Eğitimci Yazar Ömer Faruk Korkmaz, Beyzade Fm'de Mehmet Harputluoğlu'nun sunduğu "Ufuk Çizgisi" programının canlı yayın konuğu oldu.
Bölgemizi ziyaretlerindeki maksadın Habib-i Neccar Hazretleri'nin makamını ibret vesilesi ile görmek olduğunu belirten Ömer Faruk Korkmaz Hoca, “Habbi-i Neccarın makamını ziyaret ettiğimde şunu düşündüm, burada “Tevhid'in, istikametin, Cenab-ı Hakk'ın gök kubbe altındaki değişmeyen yolunu, Adem Aleyhisselamdan Hz. Peygamber Aleyhisselatu vesselama kadar intikal etmiş İslam'ın, Tevhid'in haykırışına müşahede ettik. Bu konuda Yasin suresinde de “bir adam şehrin ucundan koşarak geldiğini” Tevhidi haykırıldığını anlıyoruz. Bizde buna müşahede ettik” dedi.
Daha sonra feraset konusu üzerine duran Ömer Faruk Korkmaz Hoca şunları söyledi;
Feraset; “Başımıza gelecek olan felaketleri önlemenin adıdır. İnsan, önüne çıkan hadiseler karşısında feraset sahibi olması gerekir.
Birçok olayın önceden ne olabileceğini, düşünmesi gerekir.
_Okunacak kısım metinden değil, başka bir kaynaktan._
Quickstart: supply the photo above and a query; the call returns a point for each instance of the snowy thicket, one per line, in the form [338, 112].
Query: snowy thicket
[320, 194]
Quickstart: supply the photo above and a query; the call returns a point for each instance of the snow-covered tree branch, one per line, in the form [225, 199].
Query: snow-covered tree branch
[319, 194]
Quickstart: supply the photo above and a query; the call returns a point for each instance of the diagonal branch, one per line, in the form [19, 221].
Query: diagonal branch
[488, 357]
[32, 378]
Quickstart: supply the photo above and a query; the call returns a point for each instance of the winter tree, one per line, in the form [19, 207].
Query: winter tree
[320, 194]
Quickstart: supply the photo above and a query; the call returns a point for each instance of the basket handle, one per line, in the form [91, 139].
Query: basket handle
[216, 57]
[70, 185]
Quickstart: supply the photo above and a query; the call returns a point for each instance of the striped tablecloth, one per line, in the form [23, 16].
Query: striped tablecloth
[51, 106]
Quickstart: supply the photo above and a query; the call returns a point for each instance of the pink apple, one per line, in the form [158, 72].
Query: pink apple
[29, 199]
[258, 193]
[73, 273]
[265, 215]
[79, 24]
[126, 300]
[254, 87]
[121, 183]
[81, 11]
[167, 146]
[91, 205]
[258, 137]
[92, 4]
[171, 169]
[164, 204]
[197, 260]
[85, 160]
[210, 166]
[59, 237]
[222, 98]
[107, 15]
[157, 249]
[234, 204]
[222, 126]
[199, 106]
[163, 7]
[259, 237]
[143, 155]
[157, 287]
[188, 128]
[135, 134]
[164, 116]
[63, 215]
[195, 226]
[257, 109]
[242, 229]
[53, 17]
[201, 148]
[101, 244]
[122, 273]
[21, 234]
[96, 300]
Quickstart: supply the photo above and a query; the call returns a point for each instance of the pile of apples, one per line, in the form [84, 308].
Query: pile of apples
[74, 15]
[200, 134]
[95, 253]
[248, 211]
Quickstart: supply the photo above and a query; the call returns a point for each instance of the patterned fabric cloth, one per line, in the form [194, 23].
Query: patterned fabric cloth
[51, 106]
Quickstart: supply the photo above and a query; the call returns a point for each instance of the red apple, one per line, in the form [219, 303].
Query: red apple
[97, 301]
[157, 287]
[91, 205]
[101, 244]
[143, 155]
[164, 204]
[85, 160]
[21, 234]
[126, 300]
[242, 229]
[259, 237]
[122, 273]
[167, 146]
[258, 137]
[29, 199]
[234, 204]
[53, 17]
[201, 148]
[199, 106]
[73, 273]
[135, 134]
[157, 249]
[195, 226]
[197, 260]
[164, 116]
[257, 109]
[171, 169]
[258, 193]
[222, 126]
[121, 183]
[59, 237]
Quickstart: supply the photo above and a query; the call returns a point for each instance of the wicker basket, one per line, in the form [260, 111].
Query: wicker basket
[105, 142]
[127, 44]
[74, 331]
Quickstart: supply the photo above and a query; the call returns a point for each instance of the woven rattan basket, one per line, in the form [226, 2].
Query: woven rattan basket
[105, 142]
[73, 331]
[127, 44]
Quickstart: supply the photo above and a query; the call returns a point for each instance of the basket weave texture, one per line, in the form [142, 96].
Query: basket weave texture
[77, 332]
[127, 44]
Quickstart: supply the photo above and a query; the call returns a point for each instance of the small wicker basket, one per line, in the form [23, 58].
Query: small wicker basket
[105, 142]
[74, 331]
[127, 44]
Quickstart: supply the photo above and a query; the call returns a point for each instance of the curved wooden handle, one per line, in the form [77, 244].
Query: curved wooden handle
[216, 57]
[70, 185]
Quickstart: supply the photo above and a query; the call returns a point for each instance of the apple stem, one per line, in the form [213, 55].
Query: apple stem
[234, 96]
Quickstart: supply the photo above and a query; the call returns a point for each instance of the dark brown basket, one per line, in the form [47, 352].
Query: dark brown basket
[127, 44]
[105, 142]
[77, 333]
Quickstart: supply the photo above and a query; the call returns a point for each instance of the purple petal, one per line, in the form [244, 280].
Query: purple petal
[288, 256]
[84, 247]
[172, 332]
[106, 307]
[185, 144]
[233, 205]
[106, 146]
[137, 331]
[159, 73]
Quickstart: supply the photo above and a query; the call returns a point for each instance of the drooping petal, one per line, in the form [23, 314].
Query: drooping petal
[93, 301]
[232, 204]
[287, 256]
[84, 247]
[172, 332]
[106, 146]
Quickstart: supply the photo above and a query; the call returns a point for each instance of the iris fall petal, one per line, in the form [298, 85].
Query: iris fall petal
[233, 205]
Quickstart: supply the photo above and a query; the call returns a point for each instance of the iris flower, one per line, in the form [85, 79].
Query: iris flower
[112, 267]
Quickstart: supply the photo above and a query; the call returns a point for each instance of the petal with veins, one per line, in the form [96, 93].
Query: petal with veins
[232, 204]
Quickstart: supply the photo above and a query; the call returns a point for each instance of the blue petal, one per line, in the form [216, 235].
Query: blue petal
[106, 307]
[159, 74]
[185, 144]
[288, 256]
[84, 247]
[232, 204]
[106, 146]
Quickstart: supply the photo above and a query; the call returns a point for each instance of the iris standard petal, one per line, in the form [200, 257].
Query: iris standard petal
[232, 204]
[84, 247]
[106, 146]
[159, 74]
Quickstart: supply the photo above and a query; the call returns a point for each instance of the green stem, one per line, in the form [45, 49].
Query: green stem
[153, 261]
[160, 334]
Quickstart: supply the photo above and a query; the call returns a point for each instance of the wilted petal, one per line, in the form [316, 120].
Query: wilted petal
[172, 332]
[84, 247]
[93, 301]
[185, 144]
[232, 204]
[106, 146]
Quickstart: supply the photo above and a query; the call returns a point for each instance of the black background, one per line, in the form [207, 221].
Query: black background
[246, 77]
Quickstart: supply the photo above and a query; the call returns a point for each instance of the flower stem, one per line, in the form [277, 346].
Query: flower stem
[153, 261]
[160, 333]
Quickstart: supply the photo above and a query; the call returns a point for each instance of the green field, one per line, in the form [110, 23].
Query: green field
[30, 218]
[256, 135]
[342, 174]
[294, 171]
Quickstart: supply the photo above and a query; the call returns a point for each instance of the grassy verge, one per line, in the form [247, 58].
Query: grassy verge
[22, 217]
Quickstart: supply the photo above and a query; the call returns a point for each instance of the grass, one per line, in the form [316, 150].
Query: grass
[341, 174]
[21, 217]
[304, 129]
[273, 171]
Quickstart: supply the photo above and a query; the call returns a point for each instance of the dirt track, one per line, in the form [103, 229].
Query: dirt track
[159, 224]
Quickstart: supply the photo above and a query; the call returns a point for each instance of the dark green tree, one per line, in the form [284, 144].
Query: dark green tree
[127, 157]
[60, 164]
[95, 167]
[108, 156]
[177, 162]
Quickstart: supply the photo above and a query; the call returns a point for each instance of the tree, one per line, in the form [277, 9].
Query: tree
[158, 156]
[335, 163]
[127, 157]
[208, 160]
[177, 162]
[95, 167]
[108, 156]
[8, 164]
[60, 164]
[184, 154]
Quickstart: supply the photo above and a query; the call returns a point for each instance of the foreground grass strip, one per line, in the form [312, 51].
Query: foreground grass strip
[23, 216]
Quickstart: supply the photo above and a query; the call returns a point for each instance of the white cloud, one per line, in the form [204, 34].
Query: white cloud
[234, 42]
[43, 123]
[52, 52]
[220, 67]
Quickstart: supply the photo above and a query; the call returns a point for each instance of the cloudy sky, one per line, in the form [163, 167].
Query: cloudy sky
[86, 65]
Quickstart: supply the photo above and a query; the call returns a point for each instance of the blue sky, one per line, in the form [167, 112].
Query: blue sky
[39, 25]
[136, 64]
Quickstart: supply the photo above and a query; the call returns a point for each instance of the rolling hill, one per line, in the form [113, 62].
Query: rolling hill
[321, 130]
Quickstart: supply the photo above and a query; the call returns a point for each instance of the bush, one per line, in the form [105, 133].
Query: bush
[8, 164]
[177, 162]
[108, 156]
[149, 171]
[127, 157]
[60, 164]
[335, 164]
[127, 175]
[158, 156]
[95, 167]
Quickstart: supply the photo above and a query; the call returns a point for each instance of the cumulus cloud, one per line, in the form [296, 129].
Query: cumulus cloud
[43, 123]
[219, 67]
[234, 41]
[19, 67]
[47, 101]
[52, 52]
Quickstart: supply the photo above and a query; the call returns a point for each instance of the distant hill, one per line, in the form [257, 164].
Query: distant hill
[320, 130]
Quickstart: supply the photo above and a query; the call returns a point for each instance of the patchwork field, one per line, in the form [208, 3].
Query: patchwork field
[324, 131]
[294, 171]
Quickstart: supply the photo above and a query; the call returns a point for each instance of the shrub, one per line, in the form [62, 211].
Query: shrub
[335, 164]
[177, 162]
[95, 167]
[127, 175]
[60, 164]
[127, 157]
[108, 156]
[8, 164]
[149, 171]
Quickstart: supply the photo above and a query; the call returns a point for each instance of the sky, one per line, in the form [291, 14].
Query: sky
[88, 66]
Bir hadise olduktan sonra ne yapacağız değil öncesinde istikbali görebilecek, meseleyi yakalayabilmek bir Müslüman’da takva ile birlikte sahip olması gereken hasletlerdendir. Anacak biz bu kavramı yani feraseti bugün kaybettik. Onun için kıvranıyoruz. Yani önyargılarımız var, bir şekilde Hakkı görmek istemiyoruz. Doğal bir sonuç olarak bir hadise meydana geldiğinde o hadise bizi felakete sürüklüyor. Sonrasında yakınmak fayda vermez” diye konuştu.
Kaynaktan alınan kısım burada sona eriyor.